Hair and nails are specialized keratin structures and are considered part of the epidermis. While animals use fur and claws for protection and defense, these corresponding structures are largely cosmetic in humans. The skin, however, is uniquely human, since it can betray emotion by blushing (embarrassment), turning red (anger), blanching (fear), sweating (tension), and forming goosebumps (terror).

On the skin surface are the sweat gland pores (100-200/cm²) and the openings of the sebaceous glands (50-100/cm²). Their secretions ensure skin moisture and oiliness, and thus maintain the hydrolipid film. The epidermis itself has no blood vessels, so the nutrients are supplied through the fine blood vessels in the dermal papillae.
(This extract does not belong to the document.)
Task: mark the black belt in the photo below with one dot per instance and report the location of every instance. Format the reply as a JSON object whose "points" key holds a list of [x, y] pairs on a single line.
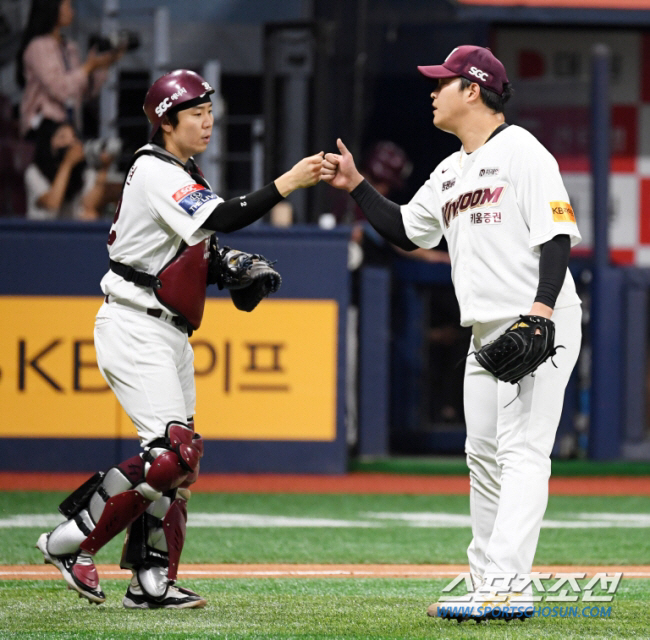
{"points": [[156, 313]]}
The epidermis is differentiated into five layers:

Horny layer (stratum corneum)
Clear layer (stratum lucidum)
Granular layer (stratum granulosum)
Prickle-cell layer (stratum spinosum)
Basal layer (stratum basale)

Schematic diagram of the epidermis: the basal cells change, through differentiation, into flat horny skin cells that are without nuclei.

1 Horny layer

2 Clear layer

3 Granular layer

4 Prickle-cell layer

5 Basal layer

6 Basal membrane

Basal layer (stratum basale)
The stratum basale (basal = basis, ground/lat.) is the lowest layer of the epidermis. The basal cells lie directly on the basal membrane that forms a definite border between the dermis and epidermis. The basal cells acting as mother-cells, by cell division, provide for the continuous regeneration of the skin. The daughter-cells are slowly driven, by the active cell division, into the outer lying layers where they undergo various development stages. In the basal layer are also found the melanocytes, which are the pigment producing cells.

The basal cell layer is comprised mostly of keratinocytes which are either dividing or non-dividing. The cells contain keratin tonofibrils and are secured by hemidesmosomes to the basement membrane.

Prickle-cell layer (stratum spinosum)
The stratum spinosum (spino = thorn, prickle/lat.), the prickle-cell layer, is above the basal layer. In it are, visible for the first time, the keratinosomes, membrane-bounded vacuoles (Odland bodies). They contain the precursors of the epidermal lipids in the form of disk-like (lamellar) lipid bilayer membranes.

Section through the spinous layer or stratum spinosum. Individual epithelial cells (EC) are attached to one another by numerous intercellular junctions. These junctions can best be seen as spiny projections bridging the intercellular spaces (ICS) if you click on the figure to the left to see the picture at higher magnification. The dense array of intercellular junctions prevents the intercellular spaces from becoming markedly dilated. Inflammation may damage the intercellular junctions, causing them to rupture and allowing the intercellular spaces to enlarge. Inflammatory cells will often occupy these enlarged intercellular spaces. (The following five TEM images were copied from http://www.temple.edu/dentistry/perio/periohistology/gu0203m.htm. )

Transmission electronmicrograph of an intercellular junction between adjacent cells in the spinous layer of the oral epithelium. The junction is mediated primarily by desmosomes. The desmosomes (D) are arranged in a sawtooth pattern. Bundles of tonofilaments or tonofibrils (TF) extend from the desmosomes into the adjacent cytoplasm. Tonofibrils serve as a cytoskeleton that help to dissipate mechanical stresses placed on the desmosomes and adjacent cell membranes. The bar in the upper part of the figure measures 0.1 micrometer.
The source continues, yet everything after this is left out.